Лорем (СИ) - Лифанова Ксения. Страница 25

— Это не моя тайна. Я поговорю с Аштанар.

— Она снова молчит.

— Все же я найду способ.

— Хорошо, а я поговорю с Клином.

— Пожалуйста не рассказывай ему все, что ты сейчас мне наговорил. Вы считаете, что он не враг, может быть и так. Но он фелл, и уже знает слишком много.

— Знаешь, где его найти?

— Нет. Он ним, Ян. И его непросто увидеть.

— Что же, разыщу его сам.

Глэн отправился осмотреться.

Местные жители приняли беженцев. Как было не принять, они были соседями, здесь были старики и родственники городских. Все же нимы оставались людьми, даже без всего, чего были лишены. И эти люди узнавали его и радостно приветствовали.

Поток, неужели их глаза закрыты для тебя.

Поток, эти люди не знали, что еще вчера я сражался с некоторыми из их сограждан. Что бы они говорили тогда?

Глэн шел по улице, принимая слова благодарности, и замечал, как изменилось общее настроение.

Цыгане встали рядом с деревней. Вокруг были дозоры, но на улицах накрыли столы с угощением. Лерассы и деморги ходили между людей, нимы радовались ручным животным.

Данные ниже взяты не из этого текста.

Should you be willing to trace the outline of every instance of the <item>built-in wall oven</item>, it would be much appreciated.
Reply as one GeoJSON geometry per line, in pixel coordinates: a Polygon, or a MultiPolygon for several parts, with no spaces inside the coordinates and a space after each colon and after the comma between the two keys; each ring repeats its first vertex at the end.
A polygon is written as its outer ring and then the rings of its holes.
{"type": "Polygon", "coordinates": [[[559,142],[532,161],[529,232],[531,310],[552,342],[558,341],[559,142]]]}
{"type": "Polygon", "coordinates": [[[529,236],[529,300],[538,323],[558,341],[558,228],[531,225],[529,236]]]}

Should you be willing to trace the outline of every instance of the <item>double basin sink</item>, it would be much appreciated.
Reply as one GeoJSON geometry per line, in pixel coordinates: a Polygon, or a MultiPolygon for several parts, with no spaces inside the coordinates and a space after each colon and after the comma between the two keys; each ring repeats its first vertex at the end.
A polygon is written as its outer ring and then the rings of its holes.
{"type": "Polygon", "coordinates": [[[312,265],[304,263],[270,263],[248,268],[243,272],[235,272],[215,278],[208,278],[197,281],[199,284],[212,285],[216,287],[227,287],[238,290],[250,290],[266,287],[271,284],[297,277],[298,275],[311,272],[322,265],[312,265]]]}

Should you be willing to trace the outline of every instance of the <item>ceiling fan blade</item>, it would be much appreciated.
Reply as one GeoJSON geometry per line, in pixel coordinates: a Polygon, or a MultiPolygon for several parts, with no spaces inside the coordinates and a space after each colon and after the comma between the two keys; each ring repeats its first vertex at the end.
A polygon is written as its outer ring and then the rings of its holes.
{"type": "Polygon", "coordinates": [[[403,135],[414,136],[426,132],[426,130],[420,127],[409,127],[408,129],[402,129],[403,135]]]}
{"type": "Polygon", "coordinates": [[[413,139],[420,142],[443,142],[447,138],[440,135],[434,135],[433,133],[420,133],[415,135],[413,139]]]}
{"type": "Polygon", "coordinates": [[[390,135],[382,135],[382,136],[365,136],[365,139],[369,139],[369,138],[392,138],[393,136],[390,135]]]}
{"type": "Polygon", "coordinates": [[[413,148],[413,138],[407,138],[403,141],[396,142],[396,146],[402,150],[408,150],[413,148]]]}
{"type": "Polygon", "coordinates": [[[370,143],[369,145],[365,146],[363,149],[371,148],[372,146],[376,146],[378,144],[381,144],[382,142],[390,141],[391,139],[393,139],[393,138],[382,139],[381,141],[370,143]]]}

Дети играли вместе — дети цыган, местных и беженцев. Магуи и многие взрослые были с ними.

Глэн понимал, что где-то у цыган наверняка есть и драконы. Но их держат спрятанными.

Они соблюдали соглашение. Все было хорошо.

Клин был на улице. Он не менял облик со вчерашнего вечера, и, заметив Глэна, сразу пошел навстречу.

— Идем, у меня есть для тебя новости.

Раз уж повозка была безопасна, Глэн решил разговаривать в ней.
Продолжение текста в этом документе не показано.